Richard Jacobs conceded that times had been very tough for organic egg producers, but he said there were some encouraging signs.
"There has been encouraging talk from the supermarkets, some of whom are now very much awake to the fact that organic shoppers are their high-value customers. If they’re going to serve the needs of those customers, then it starts with the staples and, of course, that means eggs
Finn Cottle of the Soil Association feels that sales of organic eggs
are not helped by the way they are currently displayed in supermarkets. She said that the average consumer did not have enough information to make an informed choice in the supermarket.
"They definitely do not have the time to browse the egg category and here lies the biggest problem. Organic eggs
are extremely difficult to find on shelf," said Finn.
"A recent survey by the Soil Association showed that the average availability of organic eggs
within supermarkets is 93.2 per cent, much lower than average retailer service level targets across their stores."
She said that packaging did not differentiate sufficiently. "The on-pack communication for a more premium product is dull and uninviting - labels on own brand have been abandoned. The launch of the One Eggs at Tesco has been the only innovative approach in the last year and would appear to be selling well, as the Tesco consumer now has a signpost for finding organic eggs," said Finn.
She said that supply of organic eggs
was causing a major problem. With egg producers continuing to leave due to the market conditions, the balancing of supply and demand was driving further decline as volume was frequently restricted.

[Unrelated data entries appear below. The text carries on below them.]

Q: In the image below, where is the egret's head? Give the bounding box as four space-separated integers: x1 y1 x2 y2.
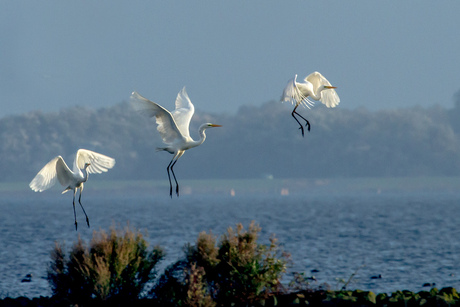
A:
200 123 222 132
84 162 91 169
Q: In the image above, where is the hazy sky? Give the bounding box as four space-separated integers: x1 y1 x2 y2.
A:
1 1 460 118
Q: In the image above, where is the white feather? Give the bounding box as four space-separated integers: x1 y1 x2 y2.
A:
130 88 221 197
281 71 340 108
29 149 115 192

In contrast to eggs, organic red meat and many dairy categories had had a good year in 2012. Organic milk was down just four per cent over the year despite aggressive pricing on non-organic milk. "Surely the organic milk shopper is as likely to want to purchase organic eggs?"

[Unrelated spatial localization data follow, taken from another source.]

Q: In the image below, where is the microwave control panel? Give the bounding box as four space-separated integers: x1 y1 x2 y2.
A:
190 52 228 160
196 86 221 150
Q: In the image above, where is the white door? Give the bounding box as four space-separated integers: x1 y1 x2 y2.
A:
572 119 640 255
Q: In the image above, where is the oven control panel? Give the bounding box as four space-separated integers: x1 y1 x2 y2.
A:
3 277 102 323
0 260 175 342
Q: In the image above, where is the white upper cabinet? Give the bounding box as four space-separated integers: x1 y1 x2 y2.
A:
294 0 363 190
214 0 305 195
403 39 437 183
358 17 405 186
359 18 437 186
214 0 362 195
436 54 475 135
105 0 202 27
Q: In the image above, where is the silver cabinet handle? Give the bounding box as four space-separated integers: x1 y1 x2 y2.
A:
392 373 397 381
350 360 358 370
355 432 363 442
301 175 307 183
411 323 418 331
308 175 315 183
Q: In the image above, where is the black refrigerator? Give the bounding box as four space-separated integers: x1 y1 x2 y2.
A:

She said, "For 2013 we need to work together to stop the current trend."
"There are loyal organic consumers out there - they are buying organic milk, organic carrots, organic tomatoes, organic meat, but not picking organic eggs
off the shelf."
"We need to work together as an industry to reposition organic, to encourage egg producers to reconsider the economics - there needs to be more supply available if we are ever to get retailer support to profile the product."

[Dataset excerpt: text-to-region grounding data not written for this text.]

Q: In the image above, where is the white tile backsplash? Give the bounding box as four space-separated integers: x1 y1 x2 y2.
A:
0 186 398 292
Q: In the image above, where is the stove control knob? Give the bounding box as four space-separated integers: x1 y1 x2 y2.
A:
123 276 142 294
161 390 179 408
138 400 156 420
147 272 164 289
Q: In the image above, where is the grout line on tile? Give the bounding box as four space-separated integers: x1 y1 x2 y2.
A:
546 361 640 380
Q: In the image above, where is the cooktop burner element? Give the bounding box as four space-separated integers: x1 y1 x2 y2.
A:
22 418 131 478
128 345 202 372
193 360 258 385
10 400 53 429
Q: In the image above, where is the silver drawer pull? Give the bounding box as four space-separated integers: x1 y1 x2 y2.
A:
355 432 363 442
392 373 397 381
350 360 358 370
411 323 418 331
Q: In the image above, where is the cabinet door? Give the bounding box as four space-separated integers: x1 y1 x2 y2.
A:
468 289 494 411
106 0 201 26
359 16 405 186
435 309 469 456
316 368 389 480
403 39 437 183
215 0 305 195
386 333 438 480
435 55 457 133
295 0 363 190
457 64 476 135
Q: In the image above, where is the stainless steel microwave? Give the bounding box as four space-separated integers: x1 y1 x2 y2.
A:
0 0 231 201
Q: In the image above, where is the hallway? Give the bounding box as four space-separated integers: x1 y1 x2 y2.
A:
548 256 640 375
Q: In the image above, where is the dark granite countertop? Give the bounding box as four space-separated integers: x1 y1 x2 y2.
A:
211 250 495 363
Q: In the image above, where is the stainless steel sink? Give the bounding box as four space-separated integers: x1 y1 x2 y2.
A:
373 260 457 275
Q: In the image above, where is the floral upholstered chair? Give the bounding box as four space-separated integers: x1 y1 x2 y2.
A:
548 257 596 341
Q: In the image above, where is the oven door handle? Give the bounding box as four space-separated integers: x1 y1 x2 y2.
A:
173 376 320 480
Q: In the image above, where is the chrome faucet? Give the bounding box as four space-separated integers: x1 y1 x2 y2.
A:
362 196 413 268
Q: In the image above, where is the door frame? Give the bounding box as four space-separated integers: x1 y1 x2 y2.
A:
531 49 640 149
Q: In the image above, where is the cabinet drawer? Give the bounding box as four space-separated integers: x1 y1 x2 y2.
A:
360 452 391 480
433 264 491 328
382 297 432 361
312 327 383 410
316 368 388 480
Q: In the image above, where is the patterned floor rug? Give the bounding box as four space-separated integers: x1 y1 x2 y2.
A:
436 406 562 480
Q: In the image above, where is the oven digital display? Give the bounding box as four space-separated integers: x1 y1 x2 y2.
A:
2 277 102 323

"Consumer demand is falling because the product is not there on shelf and this is a virtuous circle, which will continue until someone takes control. The large packers need to re-engage the buyers and commit to providing the stock, incentivising the producer to get back into organic eggs
in the same way as it worked in the early noughties."
Richard Jacobs urged the organic egg sector to embrace innovation and creativity.
He said that smart marketing and brand development was very often the difference between success and failure in the food sector and this was something that could hold true for smaller producers looking to build their own local market as much as it did for those working on a national supply scale.
"The signs that customers are coming back to organic have to be followed closely and the chance to capitalise on the opportunity of making them your committed customers into the longer term future must not be missed. We know it can be done because it’s happening in the rest of the world."
"The UK organic market seems to be the only one that isn’t recording strong and sustained growth. Perhaps this is down to the apparent loss of support at the political level, maybe it’s our food culture in this country, we can’t answer such imponderables from where we sit, but it’s clear that no-one outside of the sector is going to fix this for us, so we must do it ourselves."
He said that those producers who had "toughed it out to stay in organics" were now in pole position to capitalise on the loss of supply caused by those who had left, as the appetite for their product returned. "It’s a phenomenon the sector is not unused to and has been seen repeated in an unfortunate cycle with milk."
He said the good news was that the time it took to bring extra eggs
on-stream when the market demanded them was not as long as it took to rebuild milk supply. For organic egg producers, it was a matter of keeping the eyes open for opportunities, staying on top of the market data and standing ready to nurture any signs of green shoots.